To be rich toward God is to believe that God is the giver of all things, including life and salvation.  To show that one believes is to share with others the gifts God gives.  The rich fool hoarded up stuff for just himself.  He wasn’t rich toward God.  He didn’t trust that everything was a gift from God and so was shocked to find out that the gift of his own life was from God and that God demanded it back from him.  The rich fool wasn’t rich toward his neighbor, anyone in need with whom he might have shared in the abundance given him from the Lord.  But in Christ, we are no longer fools.  Forgiveness is given to us as God’s free gift in Jesus Christ, won for us through His cross and resurrection.  We can now discern by the power of the Spirit that all things are gifts of God to us so that we might rightly give thanks and praise to Him and use them to His glory and to the benefit of others. 

And this isn’t just true about the material things.  It’s also true about God’s gift of forgiveness granted to us by grace through faith in Jesus.  Our new life in Christ is not just about sharing possessions, but that which is truly our treasure—the forgiveness of sins.  This is what life in the Church is all about.  As Jesus said to the woman who anointed his feet with her tears, “Her sins, which are many, stand forgiven.”  He said to the paralytic, “Son, your sins are forgiven.”  In Luke 17, Jesus teaches us, “Pay attention to yourselves!  If your brother sins, rebuke him, and if he repents, forgive him.” (Luke 17:3)  So Jesus gifted to His Church on the first Easter evening the authority to forgive the sins of all who are repentant: “And He breathed on them and said to them, ‘Receive the Holy Spirit.  If you forgive the sins of any, they are forgiven them.’” (John 20:22)

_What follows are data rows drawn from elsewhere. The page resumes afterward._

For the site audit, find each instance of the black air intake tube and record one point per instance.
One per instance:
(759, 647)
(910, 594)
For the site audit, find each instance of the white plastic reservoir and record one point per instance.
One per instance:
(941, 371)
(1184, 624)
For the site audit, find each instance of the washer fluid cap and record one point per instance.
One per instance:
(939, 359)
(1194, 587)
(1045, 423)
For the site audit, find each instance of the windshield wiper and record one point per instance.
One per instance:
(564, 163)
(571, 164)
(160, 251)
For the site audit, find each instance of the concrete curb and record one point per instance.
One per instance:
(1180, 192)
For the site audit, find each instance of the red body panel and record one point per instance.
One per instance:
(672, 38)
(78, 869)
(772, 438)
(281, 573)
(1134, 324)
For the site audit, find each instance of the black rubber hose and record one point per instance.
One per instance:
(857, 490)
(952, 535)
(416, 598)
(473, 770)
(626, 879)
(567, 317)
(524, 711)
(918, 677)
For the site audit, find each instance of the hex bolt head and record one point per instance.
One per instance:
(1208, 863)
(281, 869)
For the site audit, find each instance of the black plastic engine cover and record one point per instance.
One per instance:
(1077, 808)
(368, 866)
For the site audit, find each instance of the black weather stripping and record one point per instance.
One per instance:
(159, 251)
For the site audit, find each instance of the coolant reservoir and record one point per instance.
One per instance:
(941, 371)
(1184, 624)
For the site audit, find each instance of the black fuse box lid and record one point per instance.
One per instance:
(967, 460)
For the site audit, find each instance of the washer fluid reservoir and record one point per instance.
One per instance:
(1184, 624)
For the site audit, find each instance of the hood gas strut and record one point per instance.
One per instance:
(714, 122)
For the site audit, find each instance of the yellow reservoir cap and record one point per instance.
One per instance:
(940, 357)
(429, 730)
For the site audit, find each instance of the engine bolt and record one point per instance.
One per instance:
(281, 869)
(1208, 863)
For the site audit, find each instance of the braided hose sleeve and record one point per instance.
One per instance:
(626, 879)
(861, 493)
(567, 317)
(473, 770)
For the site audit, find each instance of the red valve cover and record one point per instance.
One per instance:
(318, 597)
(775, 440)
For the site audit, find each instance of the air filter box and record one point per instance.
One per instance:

We have been given so much by our gracious God and Father.  He sees to it that we are cared for by giving us everything we need for our bodies, plus a whole lot of extras.  By giving us His Son, our Father has seen to it that we are cared for in body and in soul for time and for eternity.  Our sins stand forgiven.  We are made children of God, heirs of everlasting life, who have a right perspective on possessions.  They are gifts from God which He gives to us and for which we give thanks and use them to bring Him glory.  That includes sharing with others of the abundance of our things, and especially sharing from the abundance of the forgiveness that comes to us from Christ, and then through us to others who stand in need of that life cleansing, that life restoring, gift.  God grant us the grace of His Holy Spirit to accomplish these things.  Amen.